Wrong -> arrow direction in RTL text contexts

This has nothing to do with bidi settings in Discourse.

When I type -> it gets converted into an arrow character , so A -> B renders as “A → B”. Pretty cool.

However, the arrow goes the wrong way in RTL text: א -> ב renders as: “א → ב” with the arrow going the wrong way. (If you’re reading this in the future after this bug has been fixed, this was rendered as “א → ב”)

Note that the input character sequence here is:

Character Name
א HEBREW LETTER ALEF
SPACE
- HYPHEN-MINUS
> GREATER-THAN SIGN
SPACE
ב HEBREW LETTER BET

which you can verify by copying the string א -> ב into this tool: https://unicodedecode.com/

This is because arrow characters don’t bidi-mirror in Unicode. Relevant document: https://www.unicode.org/L2/L2022/22026r-non-bidi-mirroring.pdf

In particular, arrow and arrow-like characters each often has a mirror character. One could argue that they should have had the Bidi_Mirrored=Yes property value, but they don’t, and cannot now get that.

There is unfortunately no bidi-flipping arrow character, meaning that if you want to make this substitution correctly, you have to determine the bidi direction of the surrounding text to correctly pick between ← and → arrows. No easy task.

1 Like

@falco I would argue that this is indeed a bug, not a feature request. The output is the exact opposite of user intentions and expectations.

Given that

It means we would have to build a new feature, as we are currently following the Unicode spec, which is why I recategorized it as a Feature request.

Moving on to actually addressing your issue, I think this could be easily done in a Theme component, using our existing api.decorateCooked API.

2 Likes

Thanks. I’m in no hurry to get it fixed in any particular forum, I just think this should be fixed in Discourse.

I don’t want to get into a pointless argument about semantics, so I’ll leave it at that. I’ve said what I have, I think this should be considered a bug, but what you do with that is up to you now.

Thanks for your attention and quick response :slight_smile:

1 Like

Well… A man can only resist so much. I will say one last thing (I promise). As far as I’m aware, the Unicode spec does not encourage converting -> to (and this issue would be one reason why), so this existing Discourse feature is not following any Unicode spec. It makes a false assumption about text and introduces this bug in the process. That’s how I see it. (The feature is still neat though)

Now I’ve said what I have!

3 Likes

If I’m typing in a right-to-left language, I could hope to type ‘dash‘ followed by ‘less than’ and expect it to convert to a leftward arrow, like this: ← . That seems a reasonable expectation to me. But, when I type a less-than, the composer inserts a greater-than. This was quite unexpected. Is that the bug??

I notice a RTL text box (such as the search box on aljazeera.net) inserts numbers and maths symbols in LTR order within the RTL text.
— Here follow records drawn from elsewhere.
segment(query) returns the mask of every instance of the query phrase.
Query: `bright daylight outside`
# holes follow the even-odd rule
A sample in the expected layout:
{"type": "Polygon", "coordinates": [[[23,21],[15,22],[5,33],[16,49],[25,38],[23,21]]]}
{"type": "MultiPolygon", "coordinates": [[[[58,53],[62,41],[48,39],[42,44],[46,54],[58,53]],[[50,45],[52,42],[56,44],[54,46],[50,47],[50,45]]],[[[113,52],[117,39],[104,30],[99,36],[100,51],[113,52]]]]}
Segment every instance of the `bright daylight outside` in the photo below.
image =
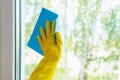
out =
{"type": "Polygon", "coordinates": [[[25,80],[43,58],[27,46],[43,7],[64,42],[53,80],[120,80],[120,0],[24,0],[25,80]]]}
This seems natural enough. (It does the same for latin alphabetics)

Below I will type “less than is < and greater than is >” in a RTL context (I don’t know if this is how things would work in a RTL locale):

‮less than is < and greater than is >

3 Likes

You don’t use a right-to-left script in everyday life, right? There is no bug in what you described. There is some ambiguity in what you said so to prevent confusion I will address the second part of your comment first.

This is exactly how it’s supposed to work. Think of it this way:

The character > literally means “greater than”. The string “A > B” means “A is greater than B”.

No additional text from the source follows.